Oder wie ist das, regelmäßig mit meiner Frau zu beten und vielleicht auch in kritischen Situationen für meine Familie zu fasten? Oder wie ist das mit der Verantwortung, die ich übernehme, wenn ich in Schwierigkeiten bin? Bin ich jemand, der sich mit Menschen versöhnen muss, oder hege ich Groll und Bitterkeit in meinem Herzen? Muss ich vielleicht eine Sucht aufgeben, endlich mal ganze Sache machen?
Sollte ich fleißig arbeiten, statt faul zu sein, weil ich anderen nichts mitgeben kann, weil ich einer bin, der abhängig ist und ein schlechtes Zeugnis ist? Sollte ich wieder anfangen, die Bibel zu lesen, mir Gott persönlich zu suchen, ja, so wie ein Jünger hört? Sollte ich evangelistische Kontakte aufbauen, oder muss ich vielleicht auch, auch das ist ein Gebot Gottes, einfach mal Pause machen?
Ich weiß nicht, wo es in deinem Leben steckt, aber ich möchte dich fragen: Bist du bereit für die Wahrheit?
Und ich möchte jetzt die Gelegenheit geben, wirklich ins Licht zu treten, nicht länger davonzulaufen. Du kannst und du darfst jetzt mit Gott neu anfangen.
Vielleicht ist dir heute Morgen klar geworden, dass du kein Christ bist, dass dein Christsein, dein vorgespieltes Christsein, eine einzige Lebenslüge ist. Dass du irgendwann mal als kleines Kind vielleicht Ja zum Herrn Jesus gesagt hast, aber dass sich nichts, aber auch wirklich nichts dadurch verändert hat. Und seit der Zeit bist du mitgeschwommen im Gemeindestrom.
Vielleicht merkst du das: Ja, mein Leben ist eine Lüge. Ich bin nicht echt. Der da vorne hat etwas, was ich nicht habe. Und wenn das so ist, dann möchte ich dir sagen: Das ist nicht schlimm. Schlimm ist es nur, wenn du nicht siehst, was heute und jetzt Gott von dir will.
Jeder von euch mit seiner persönlichen Portion Selbstbetrug ist heute Morgen angesprochen.
Es gibt einen Ausweg, wenn wir ehrlich sind. Es gibt die Umkehr zu Gott, und es gibt die Rückkehr in eine ungetrübte Gemeinschaft.

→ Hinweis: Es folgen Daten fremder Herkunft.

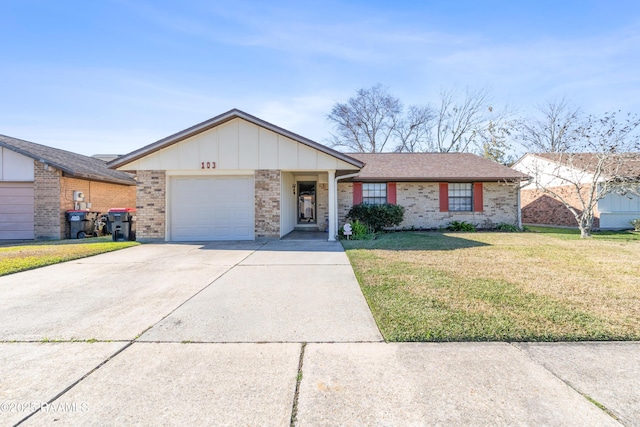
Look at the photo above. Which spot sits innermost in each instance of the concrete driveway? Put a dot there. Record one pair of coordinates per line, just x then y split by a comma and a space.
216, 292
269, 334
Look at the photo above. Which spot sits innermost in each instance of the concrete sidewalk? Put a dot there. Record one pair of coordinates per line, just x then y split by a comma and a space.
274, 346
357, 384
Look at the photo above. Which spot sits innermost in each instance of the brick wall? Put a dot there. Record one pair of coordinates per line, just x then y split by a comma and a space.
421, 201
151, 205
46, 186
345, 201
267, 214
322, 203
543, 209
102, 196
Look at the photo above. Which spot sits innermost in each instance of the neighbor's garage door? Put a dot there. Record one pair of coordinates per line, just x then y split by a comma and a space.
16, 210
212, 208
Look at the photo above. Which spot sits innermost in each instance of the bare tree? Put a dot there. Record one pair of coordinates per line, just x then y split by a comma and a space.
594, 160
367, 121
373, 120
414, 129
460, 120
552, 130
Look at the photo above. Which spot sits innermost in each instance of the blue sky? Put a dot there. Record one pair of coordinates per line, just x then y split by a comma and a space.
110, 76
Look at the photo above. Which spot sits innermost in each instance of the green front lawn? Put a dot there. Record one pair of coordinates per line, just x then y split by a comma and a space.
544, 285
38, 254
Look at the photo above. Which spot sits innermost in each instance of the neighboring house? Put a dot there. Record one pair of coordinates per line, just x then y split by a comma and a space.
237, 177
559, 173
37, 185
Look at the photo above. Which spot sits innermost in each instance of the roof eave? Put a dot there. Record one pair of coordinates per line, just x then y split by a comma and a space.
440, 179
36, 158
217, 121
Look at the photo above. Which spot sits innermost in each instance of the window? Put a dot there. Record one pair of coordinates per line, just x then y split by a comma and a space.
374, 193
460, 197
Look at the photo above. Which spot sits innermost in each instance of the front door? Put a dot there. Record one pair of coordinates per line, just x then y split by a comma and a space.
306, 202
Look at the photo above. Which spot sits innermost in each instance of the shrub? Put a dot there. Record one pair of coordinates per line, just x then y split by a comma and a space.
376, 217
461, 226
506, 227
359, 231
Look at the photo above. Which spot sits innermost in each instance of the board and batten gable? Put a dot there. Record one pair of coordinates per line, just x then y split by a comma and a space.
237, 145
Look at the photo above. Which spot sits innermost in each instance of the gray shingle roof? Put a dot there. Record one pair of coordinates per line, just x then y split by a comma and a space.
72, 164
432, 167
218, 120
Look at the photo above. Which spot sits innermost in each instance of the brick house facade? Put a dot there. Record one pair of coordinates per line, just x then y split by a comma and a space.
54, 175
237, 177
539, 208
563, 173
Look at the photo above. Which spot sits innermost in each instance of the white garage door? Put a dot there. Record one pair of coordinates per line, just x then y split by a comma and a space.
212, 208
16, 210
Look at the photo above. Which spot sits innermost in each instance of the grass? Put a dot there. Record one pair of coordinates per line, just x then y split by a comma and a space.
543, 285
38, 254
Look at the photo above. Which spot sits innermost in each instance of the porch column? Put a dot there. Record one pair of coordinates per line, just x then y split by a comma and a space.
333, 205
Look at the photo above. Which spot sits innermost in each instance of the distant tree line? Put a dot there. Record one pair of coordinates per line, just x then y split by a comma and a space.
373, 121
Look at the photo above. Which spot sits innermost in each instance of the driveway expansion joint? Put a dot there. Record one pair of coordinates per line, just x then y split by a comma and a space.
76, 382
296, 394
547, 368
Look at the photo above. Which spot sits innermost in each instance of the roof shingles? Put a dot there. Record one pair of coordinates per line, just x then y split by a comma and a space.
432, 167
72, 164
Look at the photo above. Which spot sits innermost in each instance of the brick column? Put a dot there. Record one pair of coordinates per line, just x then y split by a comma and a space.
49, 219
267, 214
151, 205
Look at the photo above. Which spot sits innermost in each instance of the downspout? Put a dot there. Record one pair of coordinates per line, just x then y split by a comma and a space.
520, 185
519, 211
335, 202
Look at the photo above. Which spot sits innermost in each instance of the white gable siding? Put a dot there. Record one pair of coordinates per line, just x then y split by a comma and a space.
14, 166
238, 145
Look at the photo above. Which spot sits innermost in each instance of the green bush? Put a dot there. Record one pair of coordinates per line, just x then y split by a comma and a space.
461, 226
359, 231
506, 227
377, 217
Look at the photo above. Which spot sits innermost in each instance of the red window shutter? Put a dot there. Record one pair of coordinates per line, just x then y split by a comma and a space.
357, 193
391, 193
477, 197
444, 197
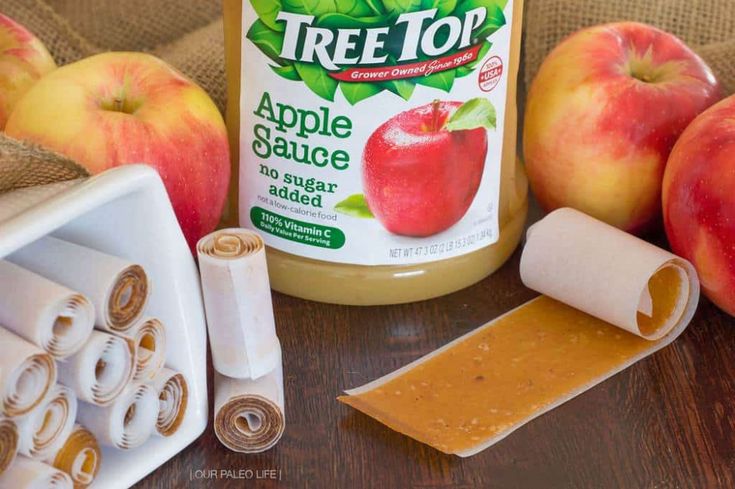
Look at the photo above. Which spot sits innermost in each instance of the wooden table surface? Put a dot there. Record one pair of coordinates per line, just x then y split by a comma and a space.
667, 422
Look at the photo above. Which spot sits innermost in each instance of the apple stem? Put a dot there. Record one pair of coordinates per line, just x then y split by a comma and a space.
435, 121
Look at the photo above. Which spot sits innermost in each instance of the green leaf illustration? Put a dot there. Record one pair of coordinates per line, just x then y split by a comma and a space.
470, 68
288, 72
473, 114
495, 16
357, 92
268, 41
267, 11
444, 7
402, 6
442, 81
355, 206
318, 80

Ich möchte, dass wir uns jetzt zwei Minuten Ruhe geben. In dieser Zeit können die, die nicht gläubig sind und mit Gott anfangen wollen, zu Gott beten und Gott darum bitten, dass er sie in sein Leben aufnimmt. Alles, was es dazu braucht, damit du gläubig wirst, ist Ehrlichkeit, nicht mehr.
Gott hat gesagt, dass jeder, der ihn suchen wird, ihn auch finden wird. Das ist eine Zusage. Und wenn du bereit bist, mit deinem ganzen Herzen und mit deiner ganzen Seele und mit deinem ganzen Verstand und mit deiner ganzen Kraft Gott zu lieben, dann ist das alles, was er will.
Gott will keine oberflächlichen Bekehrungen. Er will dein Herz, und er will das Ganze. Und wenn du sagst: Ich möchte heute mit Gott ganze Sache machen, ich möchte anfangen mit ihm, und ich weiß, was du beten sollst, ich habe dir auf den gelben Zettel auf die Rückseite ein Gebet geschrieben, bete das. Aber lass diese Zeit bitte nicht vorbeischreiten.
Wenn irgendetwas in deinem Herzen dich jetzt berührt und du denkst: Ja, ich müsste eigentlich jetzt ganze Sache machen mit Gott, dann tu es jetzt, einfach weil du nicht weißt, ob du morgen noch Zeit hast. Und wenn du sagst, bei mir ist es nicht ganz so krass, ich möchte nur mit Gott neu anfangen, dann tu das jetzt auch.
Ich werde dann nach einer Zeit der Stille im Gebet abschließen.